Nova Scotia

What teachers' job action means for school lunch, breakfast programs

Some breakfast and hot lunch programs at Nova Scotia schools will be affected by the pending job action from teachers.

Parents should check with their school if their child uses school breakfast or lunch programs

Some school breakfast and lunch programs won't happen during the work-to-rule job action teachers are expected to take beginning Dec. 5. (Hans Pennink/Associated Press)

Some breakfast and hot lunch programs at Nova Scotia schools will be affected by the pending job action by teachers.

The Nova Scotia Teachers Union said its members will work-to-rule starting Dec. 5, which means they will perform only duties required by their contract and no more.

Here's what school boards say work-to-rule will mean for their lunch and breakfast programs: 

Tri-County Regional School Board

It should be business as usual for students who eat breakfast and lunch at the Tri-County Regional School Board.

"We are working with staff to ensure breakfast programs and lunch programs continue," Lisa Doucet, the superintendent of schools, said Thursday.

Annapolis Valley Regional School Board

The AVRSB has posted answers to frequently asked questions about the job action on its website. It will continue providing supervision at lunch time and at recess.

"Breakfast programs may continue with the assistance of volunteers, and this will be a school-based decision," the board says on its site.

Halifax Regional School Board

The HRSB has also posted a note about what to expect during the job action. 

"Breakfast and/or hot lunch programs may be impacted. Any changes will be communicated to you by the school," writes Elwin LeRoux, superintendent of schools.

Ellenvale Junior High School, for instance, has told parents via email that it won't offer its breakfast program during the job action. 

Doug Hadley, spokesman for the board, said it has more than 100 breakfast programs run in different ways.

There may be no impact at schools where NSTU members are not involved, he said, while breakfast programs run entirely by NSTU members may not be able to operate.

He added that some programs could operate, but will look different. For instance, what was a sit-down breakfast may instead be a "grab-and-go."

Cape Breton-Victoria Regional School Board

The CBVRSB posted an FAQ on the job action, but no specific information on any breakfast or lunch programs.

Beth MacIsaac, the board superintendent, advised parents to contact schools to find out if the breakfast programs are continuing to run. 

"What some schools are doing is developing a grab-and-go package for kids that they can pick up in the morning," she said. "There won't be time for a full hot breakfast program unless it is completely run by volunteers."
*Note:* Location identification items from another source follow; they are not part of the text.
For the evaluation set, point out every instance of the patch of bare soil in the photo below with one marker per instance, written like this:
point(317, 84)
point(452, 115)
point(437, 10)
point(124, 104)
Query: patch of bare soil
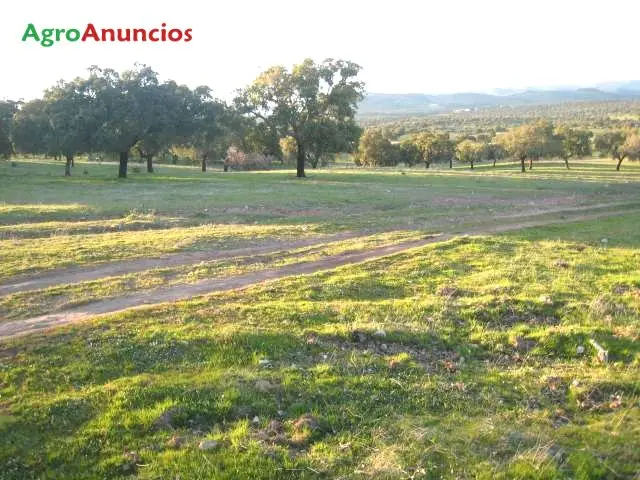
point(86, 274)
point(179, 292)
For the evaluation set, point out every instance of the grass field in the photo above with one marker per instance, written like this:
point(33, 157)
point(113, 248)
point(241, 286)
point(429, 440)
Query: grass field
point(467, 358)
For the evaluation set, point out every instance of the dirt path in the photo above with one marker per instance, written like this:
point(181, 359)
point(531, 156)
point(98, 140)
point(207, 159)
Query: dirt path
point(123, 267)
point(179, 292)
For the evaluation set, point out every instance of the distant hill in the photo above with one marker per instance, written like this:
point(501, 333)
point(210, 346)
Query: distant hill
point(420, 104)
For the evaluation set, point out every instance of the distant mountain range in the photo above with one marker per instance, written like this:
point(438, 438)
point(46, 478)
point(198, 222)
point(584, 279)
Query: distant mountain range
point(420, 104)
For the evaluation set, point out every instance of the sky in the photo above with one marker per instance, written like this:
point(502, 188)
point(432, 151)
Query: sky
point(403, 46)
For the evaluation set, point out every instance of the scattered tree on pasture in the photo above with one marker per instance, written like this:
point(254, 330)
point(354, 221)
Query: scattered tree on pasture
point(470, 152)
point(8, 109)
point(310, 99)
point(610, 143)
point(573, 143)
point(630, 148)
point(375, 150)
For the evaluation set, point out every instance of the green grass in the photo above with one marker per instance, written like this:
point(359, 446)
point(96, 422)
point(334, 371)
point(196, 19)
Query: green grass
point(48, 221)
point(35, 302)
point(477, 374)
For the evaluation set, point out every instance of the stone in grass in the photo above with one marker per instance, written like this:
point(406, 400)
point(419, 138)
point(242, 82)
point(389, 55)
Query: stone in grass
point(208, 444)
point(358, 337)
point(263, 386)
point(522, 344)
point(546, 299)
point(306, 421)
point(175, 441)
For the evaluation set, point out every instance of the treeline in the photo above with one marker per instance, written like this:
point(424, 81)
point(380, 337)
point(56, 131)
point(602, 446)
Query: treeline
point(594, 116)
point(525, 143)
point(309, 109)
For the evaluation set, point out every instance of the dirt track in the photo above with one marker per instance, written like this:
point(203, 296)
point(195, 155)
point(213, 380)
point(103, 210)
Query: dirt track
point(178, 292)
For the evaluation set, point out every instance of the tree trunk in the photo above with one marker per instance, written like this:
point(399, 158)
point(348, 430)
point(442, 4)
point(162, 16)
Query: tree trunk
point(300, 161)
point(122, 168)
point(67, 166)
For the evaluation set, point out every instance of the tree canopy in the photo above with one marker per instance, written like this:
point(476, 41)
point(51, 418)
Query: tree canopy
point(315, 104)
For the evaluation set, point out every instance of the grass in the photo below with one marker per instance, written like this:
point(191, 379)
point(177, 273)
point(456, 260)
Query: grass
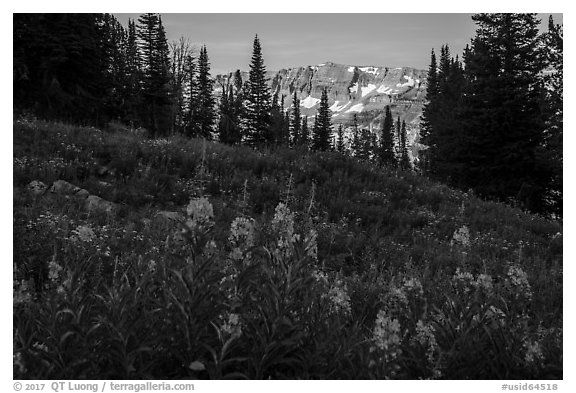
point(278, 264)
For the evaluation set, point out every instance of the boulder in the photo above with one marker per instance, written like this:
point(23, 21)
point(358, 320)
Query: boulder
point(95, 203)
point(36, 187)
point(170, 217)
point(62, 187)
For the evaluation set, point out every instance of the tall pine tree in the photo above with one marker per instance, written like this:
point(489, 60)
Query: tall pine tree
point(295, 121)
point(156, 79)
point(257, 105)
point(322, 138)
point(502, 112)
point(404, 158)
point(386, 151)
point(205, 114)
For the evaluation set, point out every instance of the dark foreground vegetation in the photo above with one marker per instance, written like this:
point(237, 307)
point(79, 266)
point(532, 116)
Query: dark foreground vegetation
point(179, 258)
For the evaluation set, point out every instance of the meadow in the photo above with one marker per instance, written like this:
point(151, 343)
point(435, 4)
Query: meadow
point(179, 258)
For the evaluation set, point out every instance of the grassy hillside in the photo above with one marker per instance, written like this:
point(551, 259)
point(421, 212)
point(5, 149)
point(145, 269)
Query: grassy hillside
point(222, 262)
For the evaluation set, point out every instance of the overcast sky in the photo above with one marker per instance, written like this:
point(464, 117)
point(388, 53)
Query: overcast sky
point(290, 40)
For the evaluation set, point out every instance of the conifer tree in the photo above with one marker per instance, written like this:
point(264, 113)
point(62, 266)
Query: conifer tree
point(256, 108)
point(355, 135)
point(225, 123)
point(304, 137)
point(364, 145)
point(277, 120)
point(386, 152)
point(553, 82)
point(502, 126)
point(192, 127)
point(295, 121)
point(133, 75)
point(340, 146)
point(205, 114)
point(404, 158)
point(156, 79)
point(398, 137)
point(321, 140)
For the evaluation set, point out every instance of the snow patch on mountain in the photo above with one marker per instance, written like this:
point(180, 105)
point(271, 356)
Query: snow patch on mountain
point(356, 108)
point(309, 102)
point(336, 107)
point(383, 89)
point(409, 83)
point(354, 89)
point(368, 89)
point(370, 70)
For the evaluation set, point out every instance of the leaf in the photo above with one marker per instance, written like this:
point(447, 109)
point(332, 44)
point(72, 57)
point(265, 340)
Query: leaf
point(197, 366)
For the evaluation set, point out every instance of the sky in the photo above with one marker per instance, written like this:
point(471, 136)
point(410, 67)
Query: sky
point(291, 40)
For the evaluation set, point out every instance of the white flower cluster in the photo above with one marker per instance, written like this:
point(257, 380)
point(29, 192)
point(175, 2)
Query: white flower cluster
point(339, 298)
point(386, 335)
point(232, 325)
point(200, 214)
point(461, 237)
point(533, 352)
point(425, 336)
point(311, 244)
point(21, 292)
point(83, 233)
point(466, 283)
point(242, 234)
point(517, 283)
point(283, 225)
point(54, 270)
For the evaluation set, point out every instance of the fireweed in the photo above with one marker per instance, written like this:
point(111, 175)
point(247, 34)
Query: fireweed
point(283, 225)
point(386, 338)
point(241, 238)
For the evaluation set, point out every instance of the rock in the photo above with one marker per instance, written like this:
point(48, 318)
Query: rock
point(36, 187)
point(95, 203)
point(170, 216)
point(104, 184)
point(62, 187)
point(82, 193)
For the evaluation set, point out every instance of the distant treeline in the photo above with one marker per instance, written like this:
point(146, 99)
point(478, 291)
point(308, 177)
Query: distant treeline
point(493, 121)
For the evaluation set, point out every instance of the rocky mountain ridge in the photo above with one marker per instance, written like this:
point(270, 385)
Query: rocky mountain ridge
point(361, 90)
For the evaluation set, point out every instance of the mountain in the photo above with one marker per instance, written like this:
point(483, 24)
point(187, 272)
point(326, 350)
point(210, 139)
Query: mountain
point(361, 90)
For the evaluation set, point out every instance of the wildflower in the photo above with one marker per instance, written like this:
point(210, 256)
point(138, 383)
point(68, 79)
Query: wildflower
point(84, 233)
point(320, 276)
point(484, 283)
point(396, 299)
point(241, 237)
point(339, 299)
point(152, 265)
point(495, 317)
point(461, 237)
point(40, 347)
point(21, 292)
point(425, 337)
point(311, 246)
point(386, 335)
point(54, 271)
point(200, 212)
point(463, 281)
point(232, 326)
point(283, 224)
point(517, 283)
point(533, 352)
point(18, 361)
point(210, 249)
point(413, 286)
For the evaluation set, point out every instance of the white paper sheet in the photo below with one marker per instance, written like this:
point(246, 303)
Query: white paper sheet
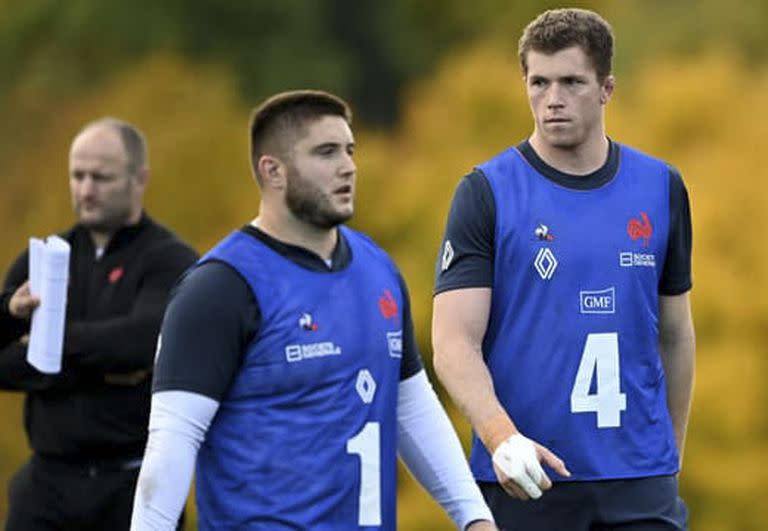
point(48, 279)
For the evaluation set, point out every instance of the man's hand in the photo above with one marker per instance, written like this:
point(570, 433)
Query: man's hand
point(482, 525)
point(517, 462)
point(22, 302)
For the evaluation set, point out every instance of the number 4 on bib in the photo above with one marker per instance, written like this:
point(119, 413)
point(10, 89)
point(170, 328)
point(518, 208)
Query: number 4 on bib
point(600, 357)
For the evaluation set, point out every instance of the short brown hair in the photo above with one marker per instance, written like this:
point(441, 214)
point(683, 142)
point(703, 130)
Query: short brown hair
point(558, 29)
point(289, 112)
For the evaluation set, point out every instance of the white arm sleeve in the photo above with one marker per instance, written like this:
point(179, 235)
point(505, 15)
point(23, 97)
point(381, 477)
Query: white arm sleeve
point(431, 450)
point(178, 422)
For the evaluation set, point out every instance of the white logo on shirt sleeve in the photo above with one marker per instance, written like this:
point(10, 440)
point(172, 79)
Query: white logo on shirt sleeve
point(447, 255)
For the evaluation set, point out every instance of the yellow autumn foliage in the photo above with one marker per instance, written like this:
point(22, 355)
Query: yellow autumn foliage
point(706, 116)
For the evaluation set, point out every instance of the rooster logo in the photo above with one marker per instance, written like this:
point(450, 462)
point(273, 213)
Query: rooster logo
point(640, 228)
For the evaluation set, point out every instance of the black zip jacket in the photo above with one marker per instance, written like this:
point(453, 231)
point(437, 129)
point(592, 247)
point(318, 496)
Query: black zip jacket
point(97, 408)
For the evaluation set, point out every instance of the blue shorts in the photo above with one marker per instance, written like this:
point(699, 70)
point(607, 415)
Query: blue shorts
point(644, 504)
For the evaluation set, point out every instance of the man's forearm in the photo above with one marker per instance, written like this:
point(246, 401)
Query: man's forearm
point(679, 363)
point(466, 377)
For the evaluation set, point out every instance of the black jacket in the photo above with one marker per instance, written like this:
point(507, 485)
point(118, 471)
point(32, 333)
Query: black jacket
point(97, 408)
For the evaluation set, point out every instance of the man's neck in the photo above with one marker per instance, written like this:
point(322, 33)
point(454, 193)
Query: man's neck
point(322, 242)
point(583, 159)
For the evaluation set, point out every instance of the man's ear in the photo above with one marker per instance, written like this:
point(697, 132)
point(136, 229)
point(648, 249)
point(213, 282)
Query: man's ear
point(142, 177)
point(606, 90)
point(271, 172)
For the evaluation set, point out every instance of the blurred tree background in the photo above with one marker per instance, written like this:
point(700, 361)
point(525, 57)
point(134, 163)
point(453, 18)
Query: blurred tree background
point(436, 89)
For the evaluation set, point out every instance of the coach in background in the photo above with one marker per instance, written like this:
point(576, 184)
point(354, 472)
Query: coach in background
point(87, 425)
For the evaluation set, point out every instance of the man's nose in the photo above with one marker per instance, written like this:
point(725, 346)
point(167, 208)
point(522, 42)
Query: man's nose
point(348, 165)
point(86, 185)
point(555, 96)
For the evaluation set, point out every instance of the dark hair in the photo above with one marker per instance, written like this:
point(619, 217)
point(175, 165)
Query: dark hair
point(132, 139)
point(558, 29)
point(288, 113)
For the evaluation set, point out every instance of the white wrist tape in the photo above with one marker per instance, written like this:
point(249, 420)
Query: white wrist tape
point(516, 458)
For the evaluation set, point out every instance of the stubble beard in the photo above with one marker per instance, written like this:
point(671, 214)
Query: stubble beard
point(309, 204)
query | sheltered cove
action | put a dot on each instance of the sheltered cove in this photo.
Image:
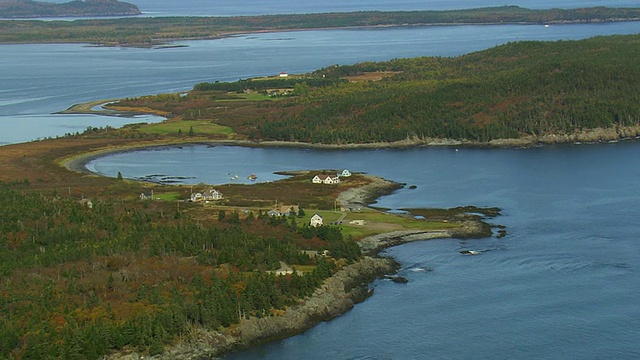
(337, 295)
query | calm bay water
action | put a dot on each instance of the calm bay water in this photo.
(261, 7)
(30, 92)
(563, 283)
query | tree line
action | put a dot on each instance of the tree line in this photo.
(155, 30)
(79, 281)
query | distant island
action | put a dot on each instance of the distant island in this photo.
(16, 9)
(522, 93)
(153, 31)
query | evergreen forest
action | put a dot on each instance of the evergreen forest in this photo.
(506, 92)
(78, 281)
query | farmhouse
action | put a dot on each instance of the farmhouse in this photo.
(209, 195)
(325, 179)
(345, 173)
(316, 220)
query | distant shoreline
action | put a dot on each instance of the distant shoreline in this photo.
(159, 31)
(77, 163)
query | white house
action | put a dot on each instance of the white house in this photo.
(212, 194)
(316, 220)
(319, 179)
(209, 195)
(195, 197)
(325, 179)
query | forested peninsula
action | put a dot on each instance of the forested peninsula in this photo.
(39, 9)
(162, 30)
(518, 94)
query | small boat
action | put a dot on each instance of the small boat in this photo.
(469, 252)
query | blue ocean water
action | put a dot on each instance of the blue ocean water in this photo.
(75, 73)
(561, 285)
(262, 7)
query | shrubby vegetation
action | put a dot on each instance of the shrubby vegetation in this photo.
(518, 89)
(150, 31)
(77, 281)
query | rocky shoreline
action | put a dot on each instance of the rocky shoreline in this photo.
(337, 295)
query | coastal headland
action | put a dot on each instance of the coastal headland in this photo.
(148, 32)
(43, 166)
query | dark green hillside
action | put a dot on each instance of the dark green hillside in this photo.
(150, 31)
(512, 90)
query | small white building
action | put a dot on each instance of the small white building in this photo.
(213, 194)
(209, 195)
(316, 220)
(325, 179)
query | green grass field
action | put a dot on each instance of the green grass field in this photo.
(202, 127)
(375, 222)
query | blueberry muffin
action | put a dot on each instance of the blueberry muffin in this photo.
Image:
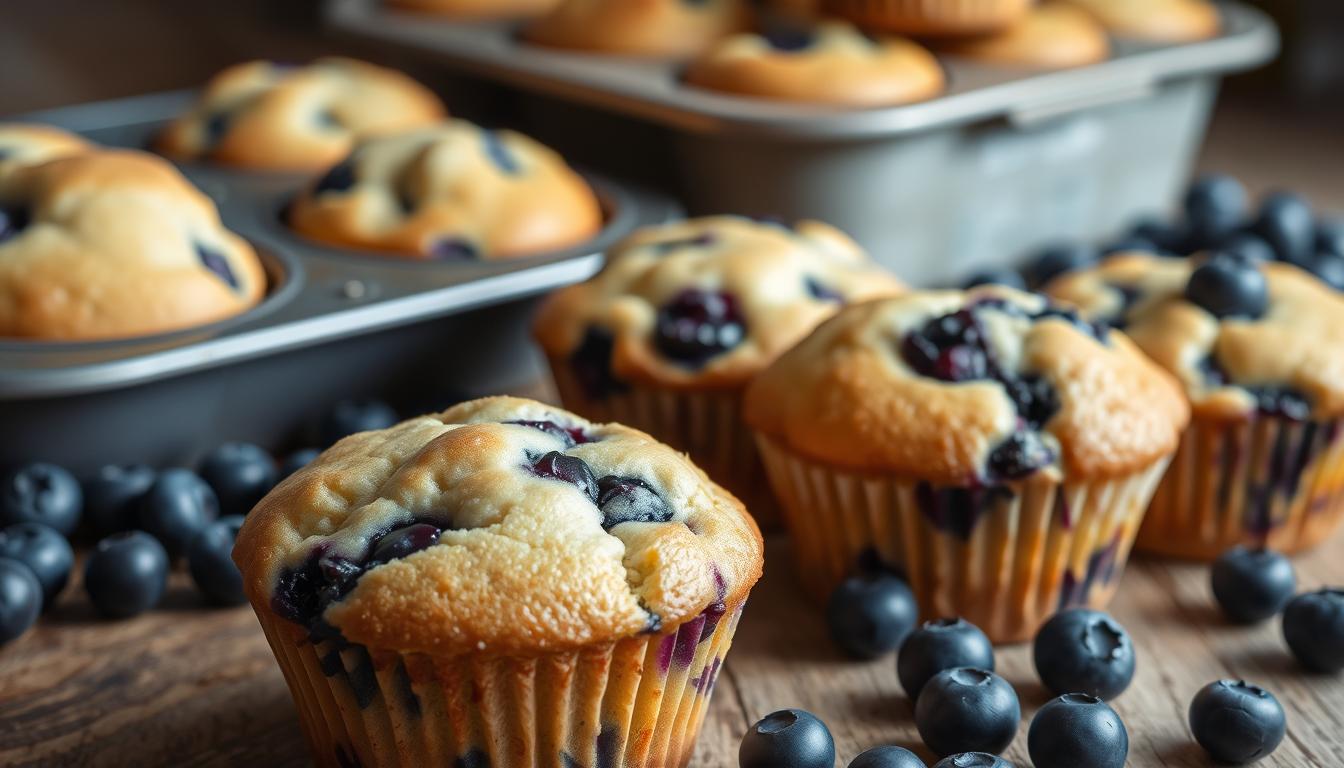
(639, 27)
(28, 144)
(825, 63)
(1051, 35)
(1260, 350)
(453, 191)
(996, 448)
(113, 244)
(930, 18)
(278, 117)
(1156, 20)
(500, 584)
(668, 335)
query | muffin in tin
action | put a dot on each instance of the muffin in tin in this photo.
(450, 193)
(280, 117)
(113, 244)
(993, 447)
(1260, 350)
(831, 62)
(663, 28)
(500, 584)
(668, 335)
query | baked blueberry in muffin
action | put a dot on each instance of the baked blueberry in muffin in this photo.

South Shore Regional School Board

Scott Milner, superintendent of the SSRSB, said lunch programs and the cafeterias will continue "as long as possible." How long will depend on how much supervision can be provided and if money can be collected.

"SSRSB will be providing breakfast programs where they are regularly offered within the 20-minute window when schools will be open to students in the morning. Community and parent volunteers will also be continuing their work, but within the 20-minute window," he added.

Strait Regional School Board

The Strait Regional School Board posted an FAQ to its site explaining what can be expected at the school during the job action. It says breakfast programs may be affected and individual schools will tell parents what's happening. 

Chignecto-Central Regional School Board

Debbie Buott-Matheson, spokeswoman for the Chignecto-Central Regional School Board, said they anticipate no changes to cafeteria or lunch service at their schools.

"With regards to breakfast programs, we are working to figure this out now. It is our hope that breakfast programs will be able to continue during the period of strike activity, but this will need to be determined on a school-by-school basis," she said Friday.

CBC News has not yet heard from Conseil scolaire acadien provincial.

Christmas concerts, field trips cancelled

The union that represents public school teachers in Nova Scotia decided on work-to-rule job action after contract talks with the province collapsed. The Nova Scotia Teachers Union said its 9,300 teachers will only do work required by their contract. Teachers will continue to teach and prepare lessons. 

In the simplest terms, it means teachers will show up just 20 minutes before the start of each school day, only do tasks related to classroom learning and leave 20 minutes after the end of each school day. The arrival and departure edict also applies to teachers with administrative duties.

Extracurricular events such as Christmas concerts, field trips and sporting events will all be cancelled as of Dec. 5. In the case of the latter, an official with the Nova Scotia School Athletic Federation said as long as work-to-rule is in place, the organization's insurance is null and void. That means no games, tournaments, exhibitions or even practices.